Told predominantly from the point of view of the children (and therefore from Cuarón's POV), Roma examines the banalities of Cleo's day-to-day life as she attempts to balance her personal life with her service to her family, something to so consumes her life that it almost becomes her whole identity. Cuarón paints much on Aparicio's seemingly emotionless visage, but her powerhouse performance quietly suggests the roiling emotions beneath. After becoming pregnant by a shiftless lout, Cleo finds herself being cared for by her employers. The parents having just split up, the family is now in disarray, with ever more responsibility falling on the mother to keep the household from falling apart. This means even more work for Cleo - a beloved caretaker for the children who will never truly be a part of the family.

That's the tragic dichotomy at the heart of Roma - Cleo is perhaps the key holding the entire family together. The children see her as a kind of superhero, a surrogate mother seemingly destined to never have children of her own. And yet she is constantly reminded, through actions both micro and macro, that she doesn't really belong in this world. Even when the family invites her along on a beach vacation to help her recover from a devastating personal tragedy, she is still treated like a servant, despite being told that she would not have to work. The film has been criticized somewhat for this sequence especially for turning Cleo into some sort of idealized hero, a working class savior of the upper class. Yet this is a fundamental misreading of Cuarón's intentions. Roma may be a tribute to his childhood nanny, yet it is her quiet resilience being celebrated, not her servitude.

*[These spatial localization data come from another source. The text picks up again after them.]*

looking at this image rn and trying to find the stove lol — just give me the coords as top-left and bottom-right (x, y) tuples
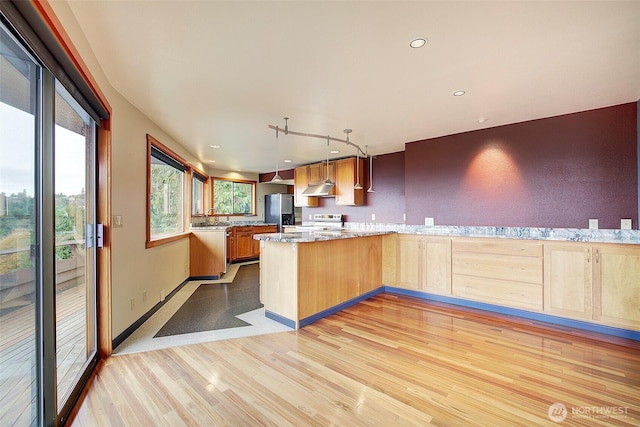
(296, 214), (344, 231)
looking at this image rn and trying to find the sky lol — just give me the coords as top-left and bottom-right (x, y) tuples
(1, 102), (87, 197)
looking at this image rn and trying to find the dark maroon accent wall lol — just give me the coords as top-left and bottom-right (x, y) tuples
(259, 168), (294, 182)
(302, 151), (405, 223)
(405, 103), (638, 228)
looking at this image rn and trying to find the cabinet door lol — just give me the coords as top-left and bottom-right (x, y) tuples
(335, 158), (364, 206)
(308, 163), (325, 185)
(226, 227), (236, 262)
(544, 242), (592, 320)
(594, 244), (640, 330)
(294, 166), (318, 207)
(396, 235), (424, 290)
(424, 237), (452, 295)
(236, 227), (254, 259)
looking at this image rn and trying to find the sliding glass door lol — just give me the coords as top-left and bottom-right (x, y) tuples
(0, 21), (39, 426)
(54, 82), (97, 413)
(0, 20), (98, 426)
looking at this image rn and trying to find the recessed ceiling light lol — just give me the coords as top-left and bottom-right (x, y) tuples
(283, 159), (292, 163)
(453, 90), (466, 97)
(330, 150), (340, 154)
(209, 145), (221, 149)
(477, 118), (488, 123)
(410, 38), (427, 48)
(208, 160), (216, 163)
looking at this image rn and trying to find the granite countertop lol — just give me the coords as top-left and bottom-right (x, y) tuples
(191, 222), (278, 230)
(253, 230), (393, 243)
(341, 223), (640, 244)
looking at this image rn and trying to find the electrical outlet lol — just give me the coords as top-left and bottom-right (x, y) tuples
(424, 217), (434, 227)
(589, 219), (598, 230)
(621, 219), (632, 230)
(130, 298), (135, 310)
(403, 213), (406, 222)
(371, 213), (376, 221)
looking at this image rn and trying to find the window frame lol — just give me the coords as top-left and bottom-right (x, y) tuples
(210, 177), (257, 217)
(191, 167), (208, 217)
(146, 134), (190, 248)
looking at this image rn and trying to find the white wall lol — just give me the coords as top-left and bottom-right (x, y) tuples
(49, 2), (209, 338)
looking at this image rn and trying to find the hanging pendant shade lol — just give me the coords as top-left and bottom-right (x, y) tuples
(271, 119), (283, 182)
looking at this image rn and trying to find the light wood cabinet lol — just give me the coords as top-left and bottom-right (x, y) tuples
(335, 158), (364, 206)
(596, 244), (640, 330)
(190, 230), (226, 278)
(452, 238), (544, 311)
(396, 234), (451, 295)
(293, 166), (318, 207)
(545, 242), (640, 330)
(543, 242), (592, 320)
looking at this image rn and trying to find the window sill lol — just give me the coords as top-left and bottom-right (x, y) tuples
(146, 232), (190, 248)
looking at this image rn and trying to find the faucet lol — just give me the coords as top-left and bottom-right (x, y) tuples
(205, 208), (216, 225)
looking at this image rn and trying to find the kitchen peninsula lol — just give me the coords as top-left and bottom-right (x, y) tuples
(255, 230), (391, 328)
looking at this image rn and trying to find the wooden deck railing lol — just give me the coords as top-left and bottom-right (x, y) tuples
(0, 247), (89, 426)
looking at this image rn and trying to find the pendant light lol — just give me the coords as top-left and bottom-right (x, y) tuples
(366, 145), (374, 193)
(346, 129), (363, 190)
(324, 136), (334, 184)
(271, 118), (284, 182)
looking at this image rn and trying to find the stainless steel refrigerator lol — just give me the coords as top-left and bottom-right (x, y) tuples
(264, 193), (295, 232)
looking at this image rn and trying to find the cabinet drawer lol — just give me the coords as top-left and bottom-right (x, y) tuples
(453, 238), (543, 257)
(452, 275), (543, 311)
(236, 226), (253, 233)
(453, 252), (543, 284)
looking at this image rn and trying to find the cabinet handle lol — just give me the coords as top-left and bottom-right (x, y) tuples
(595, 249), (600, 263)
(586, 249), (591, 262)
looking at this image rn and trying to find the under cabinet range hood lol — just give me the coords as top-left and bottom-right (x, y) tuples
(301, 180), (335, 196)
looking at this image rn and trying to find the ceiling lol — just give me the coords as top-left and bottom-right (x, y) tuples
(66, 1), (640, 174)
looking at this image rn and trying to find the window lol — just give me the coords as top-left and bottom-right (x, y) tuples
(147, 135), (188, 245)
(192, 169), (207, 216)
(212, 178), (256, 215)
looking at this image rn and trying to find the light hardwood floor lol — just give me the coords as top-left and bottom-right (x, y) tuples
(70, 294), (640, 426)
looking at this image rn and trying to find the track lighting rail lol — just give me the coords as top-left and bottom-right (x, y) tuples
(268, 118), (368, 158)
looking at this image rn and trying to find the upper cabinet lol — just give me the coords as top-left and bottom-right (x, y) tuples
(294, 158), (364, 207)
(294, 166), (318, 207)
(335, 158), (364, 206)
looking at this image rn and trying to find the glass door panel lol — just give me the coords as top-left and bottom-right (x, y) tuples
(54, 82), (97, 411)
(0, 24), (39, 426)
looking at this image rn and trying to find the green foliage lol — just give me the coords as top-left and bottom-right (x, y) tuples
(150, 163), (183, 236)
(0, 190), (84, 274)
(213, 180), (252, 214)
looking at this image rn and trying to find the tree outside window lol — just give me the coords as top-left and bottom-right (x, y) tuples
(212, 178), (255, 215)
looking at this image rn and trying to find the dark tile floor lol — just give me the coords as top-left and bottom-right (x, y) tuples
(155, 263), (262, 337)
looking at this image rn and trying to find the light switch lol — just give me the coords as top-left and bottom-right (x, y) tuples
(113, 215), (123, 228)
(621, 219), (632, 230)
(424, 217), (434, 227)
(588, 219), (598, 230)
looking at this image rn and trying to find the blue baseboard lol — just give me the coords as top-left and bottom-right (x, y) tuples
(265, 310), (296, 329)
(189, 275), (220, 281)
(299, 287), (385, 328)
(384, 286), (640, 341)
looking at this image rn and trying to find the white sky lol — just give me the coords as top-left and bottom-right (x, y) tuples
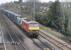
(0, 0), (70, 4)
(0, 0), (17, 4)
(40, 0), (55, 2)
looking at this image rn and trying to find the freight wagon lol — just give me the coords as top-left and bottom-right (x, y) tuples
(1, 9), (39, 38)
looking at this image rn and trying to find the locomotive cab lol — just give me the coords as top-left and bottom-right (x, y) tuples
(29, 22), (39, 38)
(21, 18), (39, 38)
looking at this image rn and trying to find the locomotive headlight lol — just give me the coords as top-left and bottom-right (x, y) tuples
(29, 27), (39, 30)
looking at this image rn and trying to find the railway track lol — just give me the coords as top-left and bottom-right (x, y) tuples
(0, 24), (4, 50)
(0, 12), (26, 50)
(3, 14), (26, 50)
(0, 13), (17, 50)
(38, 36), (55, 50)
(13, 31), (25, 50)
(1, 23), (16, 50)
(39, 30), (71, 50)
(32, 38), (48, 49)
(32, 37), (53, 50)
(1, 27), (7, 50)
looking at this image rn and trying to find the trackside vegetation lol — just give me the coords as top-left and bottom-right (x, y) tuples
(35, 0), (70, 36)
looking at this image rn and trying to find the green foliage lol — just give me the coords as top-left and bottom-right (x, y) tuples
(35, 1), (71, 36)
(47, 0), (64, 31)
(48, 1), (62, 21)
(35, 0), (65, 31)
(35, 12), (48, 25)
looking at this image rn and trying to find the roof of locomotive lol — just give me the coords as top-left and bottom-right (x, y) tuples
(21, 18), (38, 24)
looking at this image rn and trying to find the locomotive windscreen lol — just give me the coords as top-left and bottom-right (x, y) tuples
(29, 23), (39, 27)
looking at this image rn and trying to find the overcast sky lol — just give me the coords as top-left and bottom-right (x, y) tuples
(0, 0), (70, 4)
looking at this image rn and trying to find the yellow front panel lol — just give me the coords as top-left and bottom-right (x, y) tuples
(29, 27), (39, 30)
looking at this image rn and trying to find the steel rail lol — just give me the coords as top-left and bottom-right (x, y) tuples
(39, 30), (71, 50)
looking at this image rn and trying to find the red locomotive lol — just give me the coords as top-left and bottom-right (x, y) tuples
(20, 18), (39, 38)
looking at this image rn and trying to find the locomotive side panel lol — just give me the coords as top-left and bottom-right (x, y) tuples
(21, 21), (29, 32)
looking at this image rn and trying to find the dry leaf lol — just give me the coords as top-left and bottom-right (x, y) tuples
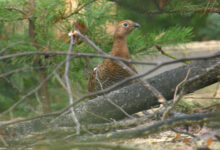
(152, 141), (157, 144)
(183, 138), (191, 143)
(172, 133), (181, 142)
(206, 137), (213, 147)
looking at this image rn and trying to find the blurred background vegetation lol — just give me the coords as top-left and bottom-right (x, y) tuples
(0, 0), (220, 117)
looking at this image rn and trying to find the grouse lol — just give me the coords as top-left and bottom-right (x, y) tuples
(88, 20), (140, 92)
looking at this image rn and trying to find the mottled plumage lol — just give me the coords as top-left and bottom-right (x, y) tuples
(88, 20), (140, 92)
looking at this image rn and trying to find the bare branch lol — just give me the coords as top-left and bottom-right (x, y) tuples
(54, 72), (68, 91)
(85, 110), (163, 132)
(0, 135), (8, 147)
(106, 97), (135, 119)
(0, 16), (32, 22)
(95, 64), (134, 119)
(2, 77), (23, 93)
(49, 142), (143, 150)
(73, 111), (220, 142)
(162, 68), (191, 120)
(0, 66), (51, 78)
(62, 0), (97, 20)
(0, 41), (25, 55)
(155, 44), (190, 64)
(64, 32), (80, 134)
(0, 51), (157, 66)
(4, 7), (26, 15)
(1, 59), (67, 115)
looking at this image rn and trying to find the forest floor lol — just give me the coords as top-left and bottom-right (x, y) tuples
(119, 82), (220, 150)
(120, 41), (220, 150)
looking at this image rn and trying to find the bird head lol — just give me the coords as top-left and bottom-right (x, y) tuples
(114, 20), (140, 38)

Cuarón clearly understands the sacrifices Cleo is making here, and Roma feels as much like an atonement for the sins of his family as it does a celebration of her sacrifices. Cleo's suffering isn't being celebrated - her strength is. The film is inherently tragic, a kind of elegiac tribute to a woman who gave up her own life and personal autonomy to serve someone else's, and nowhere does Cuarón suggest that this was a good thing. Cleo is a hero, but she's a tragic one; a saint, but a flawed one. To young Cuarón she was an angel sent from heaven, but adult Cuarón knows better, and so does the audience. That's what makes Roma such an incisive examination of class relations - it's that dichotomy between the children's view of Cleo and the adults' treatment of her that highlight her struggle. She's the family's lynchpin, but is constantly being reminded that she's not really family. For every moment of kindness and warmth she still must wade through an actual sea of shit left by the family canine dog in the family's narrow garage every day, much too small for the massive, showy car it's meant to house.

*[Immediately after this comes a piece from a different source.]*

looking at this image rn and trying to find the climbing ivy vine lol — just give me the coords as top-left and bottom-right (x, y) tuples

Shot in stark black and white by Cuarón himself, Roma feels at once epic and intimate, like hazy, half-recalled memories and impressions of a childhood that is perhaps not as rosy as it once appeared to be. Even the film's moments of joy are always underscored by a hint of melancholy. Surrounded by social change and unrest, the privileged family may seem a kind of sheltered oasis, yet Cleo must still suffer the realities of lower class life, even while surrounded by privilege. In that regard, Roma is a kind of examination of Cuarón's own privilege, exploring both class and racial inequalities through a stirring, black and white lens that feels something less like a plea for atonement than a sincere and loving apology.

That's what makes Roma a success where films like Green Book have failed. Roma confronts and actively examines privilege, whereas Green Book blithely pretends it doesn't exist. Directed, shot, and edited by Cuarón, it is clearly a deeply personal work for the filmmaker, a tribute to a woman who shaped his life and finally deserves her place in the spotlight. Yet it is not without its pain, as Cuarón acknowledges what was good for him may not have been so good for her. That makes for something unique and deeply human, a complex and wrenching exploration of privilege and class relations that cuts deep with a kind of sharp naturalism that recalls De Sica and a haunted magical reverie worthy of Fellini. Few other films have so indelibly captured the contradictions of the relationship between servant and employer, showcasing a true craftsman's eye for extrapolating life's often unjust inconsistencies.

GRADE - ★★★½ (out of four)


ROMA | Directed by Alfonso Cuarón | Stars Yalitza Aparicio, Marina de Tavira, Diego Cortina Autrey, Carlos Peralta, Marco Graf, Daniela Demesa | Rated R for graphic nudity, some disturbing images, and language | In Spanish w/English subtitles | Now streaming on Netflix and playing in select theaters.